In summary, the research provides valuable insights into PA instruction dosage for young students in early literacy education. However, its conclusions may not be universally applicable for all grades and students, especially students at risk for reading disabilities. Further research that includes a wider range of grades, as well as moderator analysis of instructional materials and instruction quality, would be necessary to deeply understand the optimal cumulative dosage of PA instruction. 

Terms to Know

• Cumulative dosage: Cumulative dosage, measured in minutes or hours, is the product of the dose (the number of minutes per instructional session), the dose frequency (the number of instructional sessions per week), and duration (the total number of weeks of instruction). For example, if an intervention occurred for 30 minutes twice a week for eight weeks, it would have a dosage of eight hours.

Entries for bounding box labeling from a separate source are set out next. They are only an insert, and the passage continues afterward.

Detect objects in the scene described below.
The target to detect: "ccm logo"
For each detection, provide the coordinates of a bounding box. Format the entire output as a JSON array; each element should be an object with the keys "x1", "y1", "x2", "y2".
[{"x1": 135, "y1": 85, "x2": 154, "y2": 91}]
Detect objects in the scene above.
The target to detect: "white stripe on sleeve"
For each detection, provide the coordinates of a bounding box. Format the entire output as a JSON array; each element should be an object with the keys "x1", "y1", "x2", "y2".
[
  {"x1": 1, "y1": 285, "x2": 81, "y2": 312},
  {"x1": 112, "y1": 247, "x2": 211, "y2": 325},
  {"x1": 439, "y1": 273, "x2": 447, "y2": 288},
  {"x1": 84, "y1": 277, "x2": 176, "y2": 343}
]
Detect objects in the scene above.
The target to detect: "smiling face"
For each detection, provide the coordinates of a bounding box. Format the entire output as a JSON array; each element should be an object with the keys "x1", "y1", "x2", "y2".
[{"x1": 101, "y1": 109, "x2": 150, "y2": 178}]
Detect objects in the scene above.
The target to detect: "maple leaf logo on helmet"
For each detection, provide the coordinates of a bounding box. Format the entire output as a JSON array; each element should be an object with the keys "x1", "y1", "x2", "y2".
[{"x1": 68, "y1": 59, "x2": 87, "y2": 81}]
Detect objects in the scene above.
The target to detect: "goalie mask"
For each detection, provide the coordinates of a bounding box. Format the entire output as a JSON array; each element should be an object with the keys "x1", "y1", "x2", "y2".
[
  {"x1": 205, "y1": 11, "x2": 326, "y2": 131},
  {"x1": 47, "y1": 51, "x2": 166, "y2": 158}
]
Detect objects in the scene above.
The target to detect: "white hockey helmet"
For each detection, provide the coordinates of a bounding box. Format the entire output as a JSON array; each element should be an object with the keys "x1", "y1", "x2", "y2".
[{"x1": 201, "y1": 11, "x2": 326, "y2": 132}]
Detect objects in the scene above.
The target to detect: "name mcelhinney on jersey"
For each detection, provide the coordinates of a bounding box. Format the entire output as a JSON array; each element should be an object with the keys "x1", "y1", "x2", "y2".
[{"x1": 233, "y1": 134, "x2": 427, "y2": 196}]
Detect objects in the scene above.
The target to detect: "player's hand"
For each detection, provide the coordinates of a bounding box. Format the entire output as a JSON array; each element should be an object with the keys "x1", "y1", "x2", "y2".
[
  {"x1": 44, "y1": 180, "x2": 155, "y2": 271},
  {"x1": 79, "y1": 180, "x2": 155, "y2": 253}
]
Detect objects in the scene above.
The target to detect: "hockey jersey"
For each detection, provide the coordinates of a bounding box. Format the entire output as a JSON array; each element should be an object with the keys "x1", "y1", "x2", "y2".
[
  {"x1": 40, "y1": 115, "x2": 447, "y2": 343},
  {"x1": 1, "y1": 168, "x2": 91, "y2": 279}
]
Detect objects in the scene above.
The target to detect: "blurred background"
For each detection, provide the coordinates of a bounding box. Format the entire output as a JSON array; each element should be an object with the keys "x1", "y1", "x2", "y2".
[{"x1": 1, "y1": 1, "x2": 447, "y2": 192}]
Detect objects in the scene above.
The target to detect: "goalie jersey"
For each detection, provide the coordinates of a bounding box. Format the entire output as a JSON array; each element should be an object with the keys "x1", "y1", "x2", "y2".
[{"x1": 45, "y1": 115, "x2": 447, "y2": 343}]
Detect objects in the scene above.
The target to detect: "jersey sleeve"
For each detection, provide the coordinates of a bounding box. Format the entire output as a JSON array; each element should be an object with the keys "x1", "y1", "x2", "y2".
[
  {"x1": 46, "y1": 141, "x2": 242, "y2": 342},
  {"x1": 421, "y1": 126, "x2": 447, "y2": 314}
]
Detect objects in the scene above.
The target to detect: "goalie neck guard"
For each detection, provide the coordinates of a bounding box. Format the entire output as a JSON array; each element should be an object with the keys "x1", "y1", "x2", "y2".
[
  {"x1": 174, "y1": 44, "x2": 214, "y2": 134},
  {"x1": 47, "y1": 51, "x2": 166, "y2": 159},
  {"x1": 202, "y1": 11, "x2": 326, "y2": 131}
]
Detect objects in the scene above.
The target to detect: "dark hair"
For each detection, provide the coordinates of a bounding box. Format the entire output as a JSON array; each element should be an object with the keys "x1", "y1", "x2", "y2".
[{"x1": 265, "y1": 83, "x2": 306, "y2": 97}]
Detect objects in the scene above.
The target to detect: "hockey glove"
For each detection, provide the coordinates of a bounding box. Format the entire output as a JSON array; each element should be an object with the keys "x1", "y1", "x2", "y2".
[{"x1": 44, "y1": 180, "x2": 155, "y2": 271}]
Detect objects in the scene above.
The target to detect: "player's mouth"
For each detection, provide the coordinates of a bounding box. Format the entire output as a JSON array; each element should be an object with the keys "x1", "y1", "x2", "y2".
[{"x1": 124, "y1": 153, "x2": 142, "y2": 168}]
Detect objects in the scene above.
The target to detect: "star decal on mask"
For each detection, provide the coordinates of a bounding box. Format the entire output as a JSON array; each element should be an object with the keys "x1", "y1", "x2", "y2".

• Effect size: In statistics, effect size is a measure of the strength of the relationship between two variables in statistical analyses. A commonly used interpretation is to refer to effect size as small (g = 0.2), medium (g = 0.5), and large (g = 0.8) based on the benchmarks suggested by Cohen (1988), where “g” refers to Hedge’s g, a statistical measure of effect size.

• Experimental research: Experimental research aims to determine whether a certain treatment influences a measurable outcome—for example, whether a certain instructional method influences students’ reading comprehension scores. To do this, participants are divided into two groups: an experimental group, which receives the treatment, and a control group, which does not receive the treatment. In an experimental study, these groups are randomly assigned, meaning each participant has equal probability of being in either the treatment or the control group. Both groups are tested before and after the treatment, and their results are compared.

• Meta-analysis: A meta-analysis synthesizes the results of separate studies addressing the same research question by systematically identifying and evaluating studies on a certain phenomenon, pooling their data and conducting statistical analyses, and interpreting the collective results.

• Moderators: Moderators are variables that affect the relationship between two other variables. For example, the relationship between the length of a reading intervention and reading comprehension may be stronger for students who are at risk for reading disabilities versus students who are not at risk. In this case, at-risk status would be a moderator. 

• Quasi-experimental: A quasi-experimental study is similar to an experimental study except that participants are not randomly assigned to groups. In educational research, groups often are assigned by classroom rather than through random assignment, making this kind of research quasi-experimental.

• Significant: If a study’s findings are statistically significant, it means they are unlikely to be explained by chance alone.

References

Cohen, J. (1988). Statistical power analysis for the behavioral sciences. Routledge.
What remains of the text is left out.